Thursday 22 April 2010

Our Mission is almost Complete!


KAREN:



As our time in Gulu draws to an end we have been reflecting on what an amazing experience we have had in Uganda. The last six months have been challenging to say the very least but thankfully the good time have far outweighed our sorrow and frustrations!



We finished work at Gulu Regional Referral Hospital last Friday. Saying that we still have a series of lectures and presentations to make and so our mission in not yet complete! Our send off from the hospital staff was very moving with much praise from the Senior Principle Nursing Officer and the Chief Nurse for all our efforts at the hospital. By the end of their speeches we resorted to feeling like we were once again 10 years old and the 'teachers pet!' We were glad to have an opportunity to offer our thanks to the staff for all their support and new found friendships. Our official duties were completed by the staff singing us the Uganda Nursing Anthem:





"We have been chose, we have been chosen (high pitched!)

Chosen by God, chosen by God,

Chosen to be Nurses, chosen to be Nurses,

Our Holy people, to love and serve."


A thank-you and farewell party is being planned by the hospital staff in our honour for tomorrow night! Such gratitude has been show to us for our work and many of the nurses have thanked us by inviting us to their homes and preparing us a feast of local specialities: beef or chicken stew (chewy meat no longer repulses us!), malekwang (green leaf in peanut and sesame sauce), posho (a white bouncy lump of maize), kal (a brown bouncy lump of millet), rice, chapatti, sweet potato, bans (obligatory!), boo (pronounced 'bo') and dodo (chopped flavoured green leaves). One spread even included the local delicacy of 'bush rat' - you may well wretch - I certainly did! The challenge is to eat until you are ready to explode...and then eat a little more! We are always humbled by such a spread of food as people here have so very little yet always share so much. The average pay of a nurse is £100-£200 a month and often wages are late in being paid.

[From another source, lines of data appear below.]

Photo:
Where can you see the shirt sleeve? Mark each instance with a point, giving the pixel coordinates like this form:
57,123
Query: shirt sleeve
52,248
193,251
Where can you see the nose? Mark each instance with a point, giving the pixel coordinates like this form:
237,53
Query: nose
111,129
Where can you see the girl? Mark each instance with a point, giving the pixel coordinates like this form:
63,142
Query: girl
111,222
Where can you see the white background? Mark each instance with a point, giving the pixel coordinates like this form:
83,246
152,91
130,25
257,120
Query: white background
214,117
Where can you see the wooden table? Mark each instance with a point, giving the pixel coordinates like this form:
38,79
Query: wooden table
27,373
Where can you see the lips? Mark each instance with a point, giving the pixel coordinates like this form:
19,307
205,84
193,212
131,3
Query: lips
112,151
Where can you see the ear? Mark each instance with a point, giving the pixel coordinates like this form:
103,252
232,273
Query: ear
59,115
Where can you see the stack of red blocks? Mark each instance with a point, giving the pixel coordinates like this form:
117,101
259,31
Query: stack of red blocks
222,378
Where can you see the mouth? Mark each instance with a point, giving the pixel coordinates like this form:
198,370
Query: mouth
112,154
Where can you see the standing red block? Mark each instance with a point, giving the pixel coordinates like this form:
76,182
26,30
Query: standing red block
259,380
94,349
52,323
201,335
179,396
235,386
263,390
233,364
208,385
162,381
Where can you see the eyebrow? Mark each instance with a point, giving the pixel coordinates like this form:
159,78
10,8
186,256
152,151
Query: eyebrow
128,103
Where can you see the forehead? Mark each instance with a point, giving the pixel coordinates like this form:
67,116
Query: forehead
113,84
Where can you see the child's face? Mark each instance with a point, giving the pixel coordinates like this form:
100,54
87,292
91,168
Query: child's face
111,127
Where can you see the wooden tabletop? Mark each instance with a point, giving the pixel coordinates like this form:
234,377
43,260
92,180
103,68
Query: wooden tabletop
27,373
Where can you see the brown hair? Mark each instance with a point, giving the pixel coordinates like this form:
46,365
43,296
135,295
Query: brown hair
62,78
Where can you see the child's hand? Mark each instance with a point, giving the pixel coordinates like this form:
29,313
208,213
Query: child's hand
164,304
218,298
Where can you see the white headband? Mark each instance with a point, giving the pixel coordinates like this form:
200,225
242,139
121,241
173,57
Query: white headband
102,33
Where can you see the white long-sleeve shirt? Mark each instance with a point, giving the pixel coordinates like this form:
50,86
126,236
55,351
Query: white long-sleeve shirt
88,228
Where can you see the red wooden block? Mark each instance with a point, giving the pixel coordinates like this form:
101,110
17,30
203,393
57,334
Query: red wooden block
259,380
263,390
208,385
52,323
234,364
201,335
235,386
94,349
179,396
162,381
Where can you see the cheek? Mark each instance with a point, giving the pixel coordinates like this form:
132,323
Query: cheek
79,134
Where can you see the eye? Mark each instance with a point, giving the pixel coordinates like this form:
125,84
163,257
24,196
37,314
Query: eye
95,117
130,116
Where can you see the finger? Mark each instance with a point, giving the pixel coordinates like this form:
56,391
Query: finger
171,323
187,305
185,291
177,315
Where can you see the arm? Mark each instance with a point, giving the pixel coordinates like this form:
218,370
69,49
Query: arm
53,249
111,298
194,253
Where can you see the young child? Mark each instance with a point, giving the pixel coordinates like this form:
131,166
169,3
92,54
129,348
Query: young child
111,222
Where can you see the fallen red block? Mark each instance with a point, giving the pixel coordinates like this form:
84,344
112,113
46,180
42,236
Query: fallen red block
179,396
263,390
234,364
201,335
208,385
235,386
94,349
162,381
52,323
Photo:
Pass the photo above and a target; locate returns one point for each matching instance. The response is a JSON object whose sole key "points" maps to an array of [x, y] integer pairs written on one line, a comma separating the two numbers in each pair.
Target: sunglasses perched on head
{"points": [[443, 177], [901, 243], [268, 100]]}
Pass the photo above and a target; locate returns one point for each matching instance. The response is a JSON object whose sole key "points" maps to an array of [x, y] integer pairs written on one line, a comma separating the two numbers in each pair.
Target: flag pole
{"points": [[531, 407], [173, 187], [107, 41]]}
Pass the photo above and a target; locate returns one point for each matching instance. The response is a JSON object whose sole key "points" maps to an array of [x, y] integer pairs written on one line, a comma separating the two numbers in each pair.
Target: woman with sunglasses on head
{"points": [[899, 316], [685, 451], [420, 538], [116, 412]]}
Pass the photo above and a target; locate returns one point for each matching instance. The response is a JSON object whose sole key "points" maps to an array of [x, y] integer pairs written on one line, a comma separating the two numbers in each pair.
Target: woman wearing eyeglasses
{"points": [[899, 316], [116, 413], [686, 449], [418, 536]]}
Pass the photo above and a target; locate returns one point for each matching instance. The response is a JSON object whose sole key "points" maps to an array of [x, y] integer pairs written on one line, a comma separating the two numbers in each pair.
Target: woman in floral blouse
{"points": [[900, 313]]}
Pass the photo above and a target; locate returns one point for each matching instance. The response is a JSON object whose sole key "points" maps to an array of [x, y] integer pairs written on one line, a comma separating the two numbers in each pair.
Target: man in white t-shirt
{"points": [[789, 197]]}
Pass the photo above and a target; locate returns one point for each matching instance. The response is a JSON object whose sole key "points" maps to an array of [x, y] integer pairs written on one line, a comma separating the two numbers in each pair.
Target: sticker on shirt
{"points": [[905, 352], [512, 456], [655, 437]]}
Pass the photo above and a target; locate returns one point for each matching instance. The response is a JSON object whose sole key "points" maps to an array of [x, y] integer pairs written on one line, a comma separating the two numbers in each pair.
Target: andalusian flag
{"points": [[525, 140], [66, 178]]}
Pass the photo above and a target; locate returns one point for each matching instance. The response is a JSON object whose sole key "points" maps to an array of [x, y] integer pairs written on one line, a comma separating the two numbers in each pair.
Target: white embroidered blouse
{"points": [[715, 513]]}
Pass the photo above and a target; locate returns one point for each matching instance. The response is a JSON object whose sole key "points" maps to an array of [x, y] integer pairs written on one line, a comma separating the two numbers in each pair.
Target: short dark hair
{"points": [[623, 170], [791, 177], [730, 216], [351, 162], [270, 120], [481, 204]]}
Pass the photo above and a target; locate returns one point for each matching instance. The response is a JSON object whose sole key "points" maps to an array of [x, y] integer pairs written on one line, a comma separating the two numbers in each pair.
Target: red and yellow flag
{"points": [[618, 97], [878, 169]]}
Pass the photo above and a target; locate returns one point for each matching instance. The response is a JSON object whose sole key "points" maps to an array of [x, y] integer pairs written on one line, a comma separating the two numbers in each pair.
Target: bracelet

Our friends homes have ranged from modest houses to simple mud huts. With the UK housing market being so expensive we are contemplating building ourselves mud huts on our return to Britain! To be invited to a local village is something we always feel is a real honour especially when the whole community want to greet us and the children run up to us shouting "mwnw, mwnw, mwnw!" (white person) with such excitement and giggle when we respond with a smile or a wave! With such pride, Sister Caroline, our Chief Nurse, took us for a walk around her village introducing us to the community by our Acholi names: Lamaro Karen - meaning I show passion and dedication, and Aber Deborah meaning beautiful good girl. Traditionally if an Acholi name is shared with an elder, a chicken should be offered which means that by now we would have our own chicken farm! Sister Caroline showed us the spring where water is collected for cleaning and washing and the bore hole from where drinking water is pumped. The heavy canisters of water are then carried home on the heads of local women. She also gave us a cookery lesson teaching us how to prepare local food and showed us how to plant ground nuts on her land. We are now officially Gulu Girls!



DEBBIE:



Along with the great friends that we have made by working with the nurses at the hospital we must also mention the patients. We've met some truly inspirational patients and relatives on the ward who cope with so much in such a humbling way. Relatives here (referred to as the patients 'attendant') have to care for their family member 24 hours a day and their dedication is amazing. Some people, however, do not have adult family members to preform this vital role and so the responsibility falls on their children. Here is an example:




A patient was admitted onto the ward and was very sick with chest problems. When she arrived she was sitting on the floor by her bed looking like she didn't have the energy to move. A young girl followed and began attending to the woman and helping her into bed. This young girl, aged around 6 or 7 years, was the sole carer for this patient: her mother. Each day she cooked food, fetched water and cleaned clothes for her mum. The girl and her mother had very few belongings and it transpired they had fled from the Democratic Republic of Congo to Uganda for safety, speaking volumes about the state of affairs in the Congo. The isolation felt by this mother must have been huge as she could not speak the local Gulu language of Acholi and spoke little English. Thankfully one or two nurses were able to speak her native tongue of Swahili but these staff were few in number.



One day on the ward we brought some sparkly masks left over from a Christmas parcel we had received. The little girl was fascinated with the mask and wore it all day! From this day forward we were considered to be her friends and every time she saw us she ran up the ward to give us a cuddle and a huge beaming smile! Her mother was diagnosed with Tuberculosis (TB) and thankfully started on the appropriate treatment but remains very sick. This situation seemed so desperate to us but is simply accepted by these two strong-willed ladies who coped so well. Extraordinary!